You'll learn how to set up a new extension, add a custom tool via an MCP server,
create a custom command, and provide context to the model with a `GEMINI.md`
file.
## Prerequisites
Before you start, make sure you have the Gemini CLI installed and a basic
understanding of Node.js and TypeScript.
## Step 1: Create a new extension
The easiest way to start is by using one of the built-in templates. We'll use
the `mcp-server` example as our foundation.
Run the following command to create a new directory called `my-first-extension`
with the template files:
```bash
gemini extensions new my-first-extension mcp-server
```
This will create a new directory with the following structure:
```
my-first-extension/
├── example.ts
├── gemini-extension.json
├── package.json
└── tsconfig.json
```
## Step 2: Understand the extension files
Let's look at the key files in your new extension.
### `gemini-extension.json`
This is the manifest file for your extension. It tells Gemini CLI how to load
and use your extension.
```json
{
"name": "my-first-extension",
"version": "1.0.0",
"mcpServers": {
"nodeServer": {
"command": "node",
"args": ["${extensionPath}${/}dist${/}example.js"],
"cwd": "${extensionPath}"
}
}
}
```
- `name`: The unique name for your extension.
- `version`: The version of your extension.
- `mcpServers`: This section defines one or more Model Context Protocol (MCP)
servers. MCP servers are how you can add new tools for the model to use.
- `command`, `args`, `cwd`: These fields specify how to start your server.

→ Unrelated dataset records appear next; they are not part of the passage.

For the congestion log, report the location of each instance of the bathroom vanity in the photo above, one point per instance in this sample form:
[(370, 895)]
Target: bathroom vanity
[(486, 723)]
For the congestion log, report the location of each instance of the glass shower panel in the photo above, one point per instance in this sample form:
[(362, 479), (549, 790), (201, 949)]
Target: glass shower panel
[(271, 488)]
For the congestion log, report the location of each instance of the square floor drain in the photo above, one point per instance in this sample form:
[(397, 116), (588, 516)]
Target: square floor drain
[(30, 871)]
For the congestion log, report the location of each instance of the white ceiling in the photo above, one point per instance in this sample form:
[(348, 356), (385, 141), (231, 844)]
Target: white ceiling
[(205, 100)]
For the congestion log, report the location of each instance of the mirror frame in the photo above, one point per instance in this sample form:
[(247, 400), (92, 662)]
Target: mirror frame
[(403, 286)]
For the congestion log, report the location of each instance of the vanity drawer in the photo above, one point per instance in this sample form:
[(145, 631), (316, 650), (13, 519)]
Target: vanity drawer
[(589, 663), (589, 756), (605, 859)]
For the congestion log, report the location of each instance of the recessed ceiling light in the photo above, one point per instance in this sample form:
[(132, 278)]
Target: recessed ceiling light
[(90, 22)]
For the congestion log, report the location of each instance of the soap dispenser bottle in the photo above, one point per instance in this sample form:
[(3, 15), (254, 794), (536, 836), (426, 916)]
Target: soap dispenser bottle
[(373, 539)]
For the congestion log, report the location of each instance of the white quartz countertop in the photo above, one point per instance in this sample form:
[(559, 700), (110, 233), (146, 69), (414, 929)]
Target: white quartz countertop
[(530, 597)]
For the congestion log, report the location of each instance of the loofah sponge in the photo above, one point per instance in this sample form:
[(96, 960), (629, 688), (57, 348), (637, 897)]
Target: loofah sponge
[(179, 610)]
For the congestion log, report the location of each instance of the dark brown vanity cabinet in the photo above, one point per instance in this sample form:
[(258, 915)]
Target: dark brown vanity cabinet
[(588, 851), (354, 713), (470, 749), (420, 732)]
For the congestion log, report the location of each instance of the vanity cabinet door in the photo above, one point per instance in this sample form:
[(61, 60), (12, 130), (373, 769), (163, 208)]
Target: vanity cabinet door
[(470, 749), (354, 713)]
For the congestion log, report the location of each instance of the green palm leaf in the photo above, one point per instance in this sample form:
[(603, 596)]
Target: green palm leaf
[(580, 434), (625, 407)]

Notice the use of the `${extensionPath}` variable, which Gemini CLI replaces
with the absolute path to your extension's installation directory. This
allows your extension to work regardless of where it's installed.
### `example.ts`
This file contains the source code for your MCP server. It's a simple Node.js
server that uses the `@modelcontextprotocol/sdk`.
```typescript
/**
* @license
* Copyright 2025 Google LLC
* SPDX-License-Identifier: Apache-2.0
*/
import { McpServer } from '@modelcontextprotocol/sdk/server/mcp.js';
import { StdioServerTransport } from '@modelcontextprotocol/sdk/server/stdio.js';
import { z } from 'zod';
const server = new McpServer({
name: 'prompt-server',
version: '1.0.0',
});
// Registers a new tool named 'fetch_posts'
server.registerTool(
'fetch_posts',
{
description: 'Fetches a list of posts from a public API.',
inputSchema: z.object({}).shape,
},
async () => {
const apiResponse = await fetch(
'https://jsonplaceholder.typicode.com/posts',
);
const posts = await apiResponse.json();
const response = { posts: posts.slice(0, 5) };
return {
content: [
{
type: 'text',
text: JSON.stringify(response),
},
],
};
},
);
// ... (prompt registration omitted for brevity)
const transport = new StdioServerTransport();
await server.connect(transport);
```
This server defines a single tool called `fetch_posts` that fetches data from a
public API.
### `package.json` and `tsconfig.json`
These are standard configuration files for a TypeScript project. The
`package.json` file defines dependencies and a `build` script, and
`tsconfig.json` configures the TypeScript compiler.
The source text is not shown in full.